Once bridging is enabled, you may find it difficult to get the unit
back into NAT mode. If it seems unresponsive to the Java Configurator
(or Mac AirPort Admin utility) while in bridging mode, there are a
couple of ways to bring it back.
If you have a Mac, you can do a manual
reset.
Push the tiny button on the bottom of the AirPort with a paper clip
for about two seconds. The green center light on top will change to
amber. Connect the Ethernet port on your AirPort to your Mac and run
the admin utility. The software should let you
restore the AirPort to the default settings. You have five minutes to
do this before the amber light turns green and reverts to bridged
mode.
If you're running Linux, you can easily bring the
AirPort back online using Lucent's
cliproxy utility, without needing a hard reset.
Run the following commands from a Linux machine (either on the wire,
or associated over the wireless):
$ cliproxy
[ORiNOCO]> show accesspoints
Searching...
Hostname Eth Address IP Address Description
------------- -------------- ---------------- --------------------
NoCat 0030.42fa.cade 192.168.0.5 Base Station V3.64
[ORiNOCO]> configure remote 192.168.0.5 public
Config loaded from 192.168.0.5
NoCat> configure terminal
NoCat(config)> no service bridging
NoCat(config)> service napt
NoCat(config)> service dhcp-server
NoCat(config)> done
NoCat> write remote 192.168.0.5 public
NoCat> exit
Of course, substitute your password for public
and IP address where applicable.
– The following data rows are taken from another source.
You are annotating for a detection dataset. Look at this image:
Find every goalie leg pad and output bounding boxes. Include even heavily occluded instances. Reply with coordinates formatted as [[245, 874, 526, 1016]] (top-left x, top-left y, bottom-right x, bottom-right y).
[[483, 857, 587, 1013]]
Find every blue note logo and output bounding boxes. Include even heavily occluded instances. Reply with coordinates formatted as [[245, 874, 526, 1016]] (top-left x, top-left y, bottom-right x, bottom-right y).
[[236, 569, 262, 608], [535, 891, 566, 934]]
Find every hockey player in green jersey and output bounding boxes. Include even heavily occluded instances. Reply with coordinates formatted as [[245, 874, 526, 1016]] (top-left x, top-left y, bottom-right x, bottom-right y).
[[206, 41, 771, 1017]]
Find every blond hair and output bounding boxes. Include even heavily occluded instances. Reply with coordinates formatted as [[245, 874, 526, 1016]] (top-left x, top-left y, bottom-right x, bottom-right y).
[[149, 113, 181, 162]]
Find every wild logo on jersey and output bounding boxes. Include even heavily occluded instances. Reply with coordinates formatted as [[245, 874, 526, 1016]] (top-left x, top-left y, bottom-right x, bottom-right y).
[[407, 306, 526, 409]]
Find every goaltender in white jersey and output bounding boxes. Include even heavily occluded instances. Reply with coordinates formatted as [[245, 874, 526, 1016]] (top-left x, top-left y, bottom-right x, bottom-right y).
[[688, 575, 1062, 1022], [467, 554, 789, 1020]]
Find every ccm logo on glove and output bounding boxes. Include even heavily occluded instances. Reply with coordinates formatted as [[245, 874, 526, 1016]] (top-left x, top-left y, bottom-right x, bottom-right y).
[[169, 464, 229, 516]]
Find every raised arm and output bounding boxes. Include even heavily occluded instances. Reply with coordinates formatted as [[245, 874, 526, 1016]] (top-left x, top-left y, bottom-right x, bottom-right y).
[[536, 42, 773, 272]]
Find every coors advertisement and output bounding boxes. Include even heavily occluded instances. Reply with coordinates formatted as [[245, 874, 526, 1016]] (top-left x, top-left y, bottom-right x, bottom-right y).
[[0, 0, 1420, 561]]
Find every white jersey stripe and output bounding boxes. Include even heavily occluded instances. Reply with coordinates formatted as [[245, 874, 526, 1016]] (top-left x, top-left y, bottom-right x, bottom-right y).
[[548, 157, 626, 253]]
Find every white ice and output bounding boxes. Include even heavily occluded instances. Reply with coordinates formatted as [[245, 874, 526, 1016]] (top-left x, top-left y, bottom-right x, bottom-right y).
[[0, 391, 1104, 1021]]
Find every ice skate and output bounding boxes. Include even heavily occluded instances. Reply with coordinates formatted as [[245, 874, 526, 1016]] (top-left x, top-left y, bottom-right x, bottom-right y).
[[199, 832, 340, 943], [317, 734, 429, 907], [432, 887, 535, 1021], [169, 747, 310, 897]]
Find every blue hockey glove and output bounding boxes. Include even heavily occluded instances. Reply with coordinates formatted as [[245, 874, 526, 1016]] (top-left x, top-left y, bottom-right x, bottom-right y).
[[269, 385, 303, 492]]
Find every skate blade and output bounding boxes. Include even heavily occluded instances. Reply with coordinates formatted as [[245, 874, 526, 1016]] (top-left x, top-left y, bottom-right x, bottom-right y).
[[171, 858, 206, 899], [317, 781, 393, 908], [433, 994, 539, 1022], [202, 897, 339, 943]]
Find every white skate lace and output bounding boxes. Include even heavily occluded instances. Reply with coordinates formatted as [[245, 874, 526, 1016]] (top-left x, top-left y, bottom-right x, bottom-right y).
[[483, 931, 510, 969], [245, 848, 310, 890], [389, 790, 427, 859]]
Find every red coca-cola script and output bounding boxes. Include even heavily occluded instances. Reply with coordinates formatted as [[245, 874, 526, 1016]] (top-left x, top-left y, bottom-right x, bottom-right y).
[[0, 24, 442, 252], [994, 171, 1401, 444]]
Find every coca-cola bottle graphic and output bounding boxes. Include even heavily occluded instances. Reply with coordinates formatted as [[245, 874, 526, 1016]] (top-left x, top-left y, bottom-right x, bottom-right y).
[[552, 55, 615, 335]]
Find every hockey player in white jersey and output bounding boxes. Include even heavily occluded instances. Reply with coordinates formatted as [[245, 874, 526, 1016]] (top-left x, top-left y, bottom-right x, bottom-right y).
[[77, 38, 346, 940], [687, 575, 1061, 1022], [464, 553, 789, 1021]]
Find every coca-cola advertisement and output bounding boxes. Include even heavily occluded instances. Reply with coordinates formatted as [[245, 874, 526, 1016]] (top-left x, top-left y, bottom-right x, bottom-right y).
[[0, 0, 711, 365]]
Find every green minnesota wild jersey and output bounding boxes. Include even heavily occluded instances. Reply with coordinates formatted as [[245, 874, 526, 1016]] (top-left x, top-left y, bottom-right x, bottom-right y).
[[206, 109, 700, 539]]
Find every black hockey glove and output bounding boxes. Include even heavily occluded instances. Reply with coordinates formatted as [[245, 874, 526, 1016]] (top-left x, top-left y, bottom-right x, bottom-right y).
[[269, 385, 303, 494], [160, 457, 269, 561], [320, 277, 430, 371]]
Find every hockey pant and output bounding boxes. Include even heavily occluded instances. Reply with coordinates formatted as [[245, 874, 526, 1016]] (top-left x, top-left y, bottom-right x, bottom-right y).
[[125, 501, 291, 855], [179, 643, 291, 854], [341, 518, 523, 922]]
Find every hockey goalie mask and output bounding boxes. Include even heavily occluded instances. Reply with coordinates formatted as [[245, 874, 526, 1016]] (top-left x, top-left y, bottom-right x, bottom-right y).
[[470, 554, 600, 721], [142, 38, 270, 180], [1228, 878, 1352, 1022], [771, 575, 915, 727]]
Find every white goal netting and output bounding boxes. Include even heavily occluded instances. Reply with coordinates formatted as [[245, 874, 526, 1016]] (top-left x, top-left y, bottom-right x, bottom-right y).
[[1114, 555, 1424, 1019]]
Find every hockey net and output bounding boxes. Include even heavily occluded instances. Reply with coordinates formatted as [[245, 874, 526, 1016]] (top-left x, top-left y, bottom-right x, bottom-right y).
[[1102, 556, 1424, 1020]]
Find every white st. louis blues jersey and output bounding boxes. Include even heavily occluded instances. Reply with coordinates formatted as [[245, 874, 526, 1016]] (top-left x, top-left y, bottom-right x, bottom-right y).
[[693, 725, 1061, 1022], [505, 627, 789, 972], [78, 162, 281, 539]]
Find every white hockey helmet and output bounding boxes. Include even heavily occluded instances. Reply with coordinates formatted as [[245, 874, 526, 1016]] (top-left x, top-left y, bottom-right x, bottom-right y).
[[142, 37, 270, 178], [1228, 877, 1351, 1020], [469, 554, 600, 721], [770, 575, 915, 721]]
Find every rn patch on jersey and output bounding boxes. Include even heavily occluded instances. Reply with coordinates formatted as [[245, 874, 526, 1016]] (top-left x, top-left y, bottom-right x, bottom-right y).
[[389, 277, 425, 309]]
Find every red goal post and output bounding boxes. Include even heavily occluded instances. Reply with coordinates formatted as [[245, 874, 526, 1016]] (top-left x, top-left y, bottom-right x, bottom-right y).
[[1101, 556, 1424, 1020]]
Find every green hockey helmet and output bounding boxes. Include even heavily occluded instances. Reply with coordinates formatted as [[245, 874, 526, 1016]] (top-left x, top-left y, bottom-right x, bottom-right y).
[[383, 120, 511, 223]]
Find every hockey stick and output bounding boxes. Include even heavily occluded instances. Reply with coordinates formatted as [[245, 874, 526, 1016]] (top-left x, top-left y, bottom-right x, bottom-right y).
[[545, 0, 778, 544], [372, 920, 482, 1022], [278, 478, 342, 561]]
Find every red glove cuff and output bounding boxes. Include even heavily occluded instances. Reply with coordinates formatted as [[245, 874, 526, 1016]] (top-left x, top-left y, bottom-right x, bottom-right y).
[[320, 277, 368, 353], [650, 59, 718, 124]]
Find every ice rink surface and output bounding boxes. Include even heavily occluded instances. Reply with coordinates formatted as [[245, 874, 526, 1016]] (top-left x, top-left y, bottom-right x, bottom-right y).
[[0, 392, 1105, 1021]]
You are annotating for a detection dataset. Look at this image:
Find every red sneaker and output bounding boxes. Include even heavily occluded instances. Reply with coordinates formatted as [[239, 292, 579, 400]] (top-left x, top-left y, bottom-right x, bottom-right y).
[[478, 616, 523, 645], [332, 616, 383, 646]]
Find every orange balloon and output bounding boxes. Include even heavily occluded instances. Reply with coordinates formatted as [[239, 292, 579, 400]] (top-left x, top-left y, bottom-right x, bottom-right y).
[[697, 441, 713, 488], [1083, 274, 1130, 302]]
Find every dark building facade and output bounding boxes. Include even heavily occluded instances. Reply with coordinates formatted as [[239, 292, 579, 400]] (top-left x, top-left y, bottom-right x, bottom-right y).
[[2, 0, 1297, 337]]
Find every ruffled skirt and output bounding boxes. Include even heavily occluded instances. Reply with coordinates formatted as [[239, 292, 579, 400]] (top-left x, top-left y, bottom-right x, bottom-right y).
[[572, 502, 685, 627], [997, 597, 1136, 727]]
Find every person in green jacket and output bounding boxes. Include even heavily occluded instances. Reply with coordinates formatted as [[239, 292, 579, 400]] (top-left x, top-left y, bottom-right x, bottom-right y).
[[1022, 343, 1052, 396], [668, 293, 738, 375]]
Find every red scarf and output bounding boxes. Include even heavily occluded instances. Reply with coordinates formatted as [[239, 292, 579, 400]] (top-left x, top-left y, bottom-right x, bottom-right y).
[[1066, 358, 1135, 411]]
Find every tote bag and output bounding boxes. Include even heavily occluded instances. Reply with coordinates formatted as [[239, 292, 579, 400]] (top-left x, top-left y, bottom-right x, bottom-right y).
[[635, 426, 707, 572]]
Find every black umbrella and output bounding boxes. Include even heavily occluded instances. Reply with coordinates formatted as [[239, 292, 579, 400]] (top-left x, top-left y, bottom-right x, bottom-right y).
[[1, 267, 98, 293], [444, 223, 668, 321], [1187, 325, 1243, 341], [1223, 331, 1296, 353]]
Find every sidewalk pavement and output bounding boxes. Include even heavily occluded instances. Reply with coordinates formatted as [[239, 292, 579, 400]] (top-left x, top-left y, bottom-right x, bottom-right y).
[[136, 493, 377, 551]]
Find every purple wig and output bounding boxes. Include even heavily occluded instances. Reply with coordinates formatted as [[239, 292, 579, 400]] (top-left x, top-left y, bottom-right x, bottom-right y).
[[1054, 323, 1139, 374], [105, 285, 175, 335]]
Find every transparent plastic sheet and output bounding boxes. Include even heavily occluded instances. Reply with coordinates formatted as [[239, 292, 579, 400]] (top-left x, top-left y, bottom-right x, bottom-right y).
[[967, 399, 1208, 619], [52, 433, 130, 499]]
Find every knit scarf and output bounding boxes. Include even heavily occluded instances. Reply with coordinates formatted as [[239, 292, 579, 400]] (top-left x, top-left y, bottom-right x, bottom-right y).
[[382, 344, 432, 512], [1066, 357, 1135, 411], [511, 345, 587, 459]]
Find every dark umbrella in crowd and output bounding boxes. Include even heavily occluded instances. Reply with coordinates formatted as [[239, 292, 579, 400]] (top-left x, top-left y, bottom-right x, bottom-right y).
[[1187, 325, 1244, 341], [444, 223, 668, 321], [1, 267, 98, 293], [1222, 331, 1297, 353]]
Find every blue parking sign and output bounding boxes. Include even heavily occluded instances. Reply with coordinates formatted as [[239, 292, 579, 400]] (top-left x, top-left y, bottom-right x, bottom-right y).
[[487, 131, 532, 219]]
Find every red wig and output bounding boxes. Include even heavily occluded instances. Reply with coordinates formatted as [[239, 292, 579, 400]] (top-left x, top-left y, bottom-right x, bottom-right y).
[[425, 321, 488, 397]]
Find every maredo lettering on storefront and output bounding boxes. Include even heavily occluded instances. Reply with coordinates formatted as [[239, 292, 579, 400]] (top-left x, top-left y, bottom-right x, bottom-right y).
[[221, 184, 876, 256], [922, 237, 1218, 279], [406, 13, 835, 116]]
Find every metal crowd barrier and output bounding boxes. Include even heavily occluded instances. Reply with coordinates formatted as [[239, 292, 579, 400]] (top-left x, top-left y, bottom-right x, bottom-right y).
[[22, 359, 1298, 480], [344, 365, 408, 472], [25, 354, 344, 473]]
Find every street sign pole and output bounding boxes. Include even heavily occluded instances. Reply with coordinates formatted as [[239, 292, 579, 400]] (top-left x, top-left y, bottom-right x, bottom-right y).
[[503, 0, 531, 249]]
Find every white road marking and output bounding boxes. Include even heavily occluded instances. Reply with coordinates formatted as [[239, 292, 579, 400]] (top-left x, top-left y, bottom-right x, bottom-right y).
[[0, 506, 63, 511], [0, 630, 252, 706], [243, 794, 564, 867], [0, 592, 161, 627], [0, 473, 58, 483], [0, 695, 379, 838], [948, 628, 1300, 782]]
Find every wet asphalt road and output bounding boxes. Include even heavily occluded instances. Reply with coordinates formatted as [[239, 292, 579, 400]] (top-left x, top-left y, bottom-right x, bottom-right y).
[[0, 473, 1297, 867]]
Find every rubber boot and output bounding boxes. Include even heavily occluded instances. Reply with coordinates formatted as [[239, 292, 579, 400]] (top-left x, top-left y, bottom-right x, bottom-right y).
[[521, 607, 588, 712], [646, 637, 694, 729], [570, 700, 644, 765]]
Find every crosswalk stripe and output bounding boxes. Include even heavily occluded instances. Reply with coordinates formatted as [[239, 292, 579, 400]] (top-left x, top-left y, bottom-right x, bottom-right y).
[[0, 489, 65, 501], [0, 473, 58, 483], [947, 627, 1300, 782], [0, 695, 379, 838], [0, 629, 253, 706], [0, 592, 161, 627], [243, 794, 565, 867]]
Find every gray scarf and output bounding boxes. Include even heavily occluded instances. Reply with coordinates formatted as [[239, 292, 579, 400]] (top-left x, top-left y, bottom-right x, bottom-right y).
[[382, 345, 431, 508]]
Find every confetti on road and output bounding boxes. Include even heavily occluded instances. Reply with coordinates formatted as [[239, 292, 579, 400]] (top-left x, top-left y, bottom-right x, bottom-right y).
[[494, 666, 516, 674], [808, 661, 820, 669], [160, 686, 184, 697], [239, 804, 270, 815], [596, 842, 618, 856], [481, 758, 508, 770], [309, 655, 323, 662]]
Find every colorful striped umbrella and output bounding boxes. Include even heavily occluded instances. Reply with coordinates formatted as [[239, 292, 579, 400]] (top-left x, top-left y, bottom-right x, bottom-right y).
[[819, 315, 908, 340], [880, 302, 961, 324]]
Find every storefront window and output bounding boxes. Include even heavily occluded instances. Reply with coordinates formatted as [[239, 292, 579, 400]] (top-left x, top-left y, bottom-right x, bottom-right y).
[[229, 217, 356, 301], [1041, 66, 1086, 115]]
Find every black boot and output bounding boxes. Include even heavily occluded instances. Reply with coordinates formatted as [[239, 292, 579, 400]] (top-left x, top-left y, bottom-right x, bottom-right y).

At this point, the
AirPort should reboot with NAT and DHCP enabled and bridging turned
off.
If you're running Windows and need to reset an
AirPort in bridged mode, I suggest you make friends with a Mac or
Linux user. You might be able to get things back to normal by doing a
hard reset (holding down the reset button with a paper clip for 30
seconds while powering the unit up), but I've never
been able to make that work. The previous two methods—using a
Mac hard reset or the Linux cliproxy
utility—have worked well for me in the past. I keep a copy of
cliproxy handy for just this reason.